Research has shown that people with metabolic syndrome and obesity are ten times more likely to develop diabetes and twice as likely to have cardiovascular disease when compared to individuals without metabolic syndrome who were of a normal weight.
Treatment: Changing Your Ways with Diet and Exercise
Metabolic syndrome is not permanent. There are changes you can make to your diet and activity level that can reverse the condition — or reduce your chances of ever developing the disorder in the first place. Lifestyle modifications are the first line of defense, but medications may also be needed.
“Focusing on the idea that we can make a difference by modifying our food intake and increasing our activity is a big step in the right direction,” says Dr. Rajasekaran. “I tell my patients to address nutrition and activity aggressively for three to six months.
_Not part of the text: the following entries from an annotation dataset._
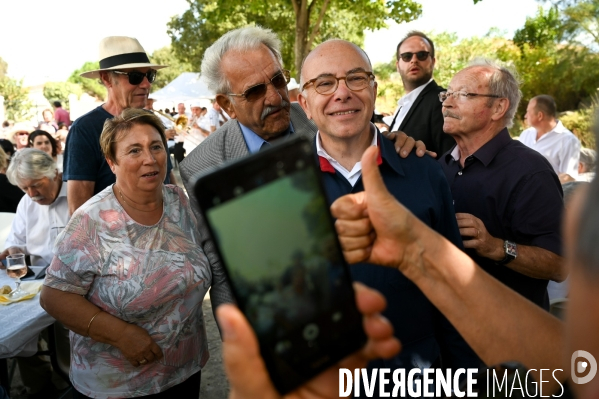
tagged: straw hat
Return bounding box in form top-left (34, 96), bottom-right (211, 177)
top-left (80, 36), bottom-right (167, 79)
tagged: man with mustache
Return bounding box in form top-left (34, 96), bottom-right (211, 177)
top-left (179, 26), bottom-right (425, 309)
top-left (63, 36), bottom-right (175, 214)
top-left (439, 60), bottom-right (566, 309)
top-left (383, 31), bottom-right (455, 155)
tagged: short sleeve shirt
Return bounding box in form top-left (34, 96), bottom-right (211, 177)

If, despite their best efforts, the levels are still not at goal, then I recommend starting medications to control high blood pressure, unhealthy cholesterol, and elevated sugars.”
Here are three changes you can make today to improve metabolic syndrome.
- Lose weight - Two-thirds of Americans are overweight or obese. Losing 5 to 10 percent of your body weight can be extremely helpful in improving blood pressure and minimizing the risk of developing diabetes, explains Dr. Ha. If a man weighs 200 pounds, that means shedding between 10 and 20 pounds.
“Not only is losing weight a big task, but also maintaining the weight loss is equally challenging,” says Dr. Ha. “For individuals who have problems with conservative measures, there are also medications or bariatric surgeries available to assist them.”
- Eat nutritious foods - A healthy diet is the key to prevention. Fill your plate with fruits, vegetables, whole grains that are filled with fiber, and lean proteins like fish, chicken, and beans. Limit sugar-sweetened beverages, alcohol, salt, sugar, and saturated fat or trans fat.
“My patients are always surprised to see that they were able to bring down their blood sugar or blood pressure by incorporating a daily walk into their routine or cutting down on that bread or daily dessert,” notes Dr. Rajasekaran. If you are not sure where to start, a nutritionist can help you find ways to reduce calories and lose weight.
- Stay Active - Exercise has countless benefits. It can help you lose weight, lower your risk of developing disease, and improve your mood. Choose something you enjoy —take a brisk walk, join a group workout, or go for a swim. Vary it up so you do not get bored. Always check with your physician before you start any exercise program.
“It is recommended to get at least 30 minutes of moderate-intensity exercise daily. Increasing the amount and level of physical activity further enhances the beneficial effect,” says Dr. Ha.
Changing our habits to healthier choices is hard but possible, adds Dr. Rajasekaran. Start with slow changes—cut down from a full bagel to a half or pace around for the duration of your favorite TV show. Make a standing desk and move food away from your office. It may seem small, but these efforts can change your life.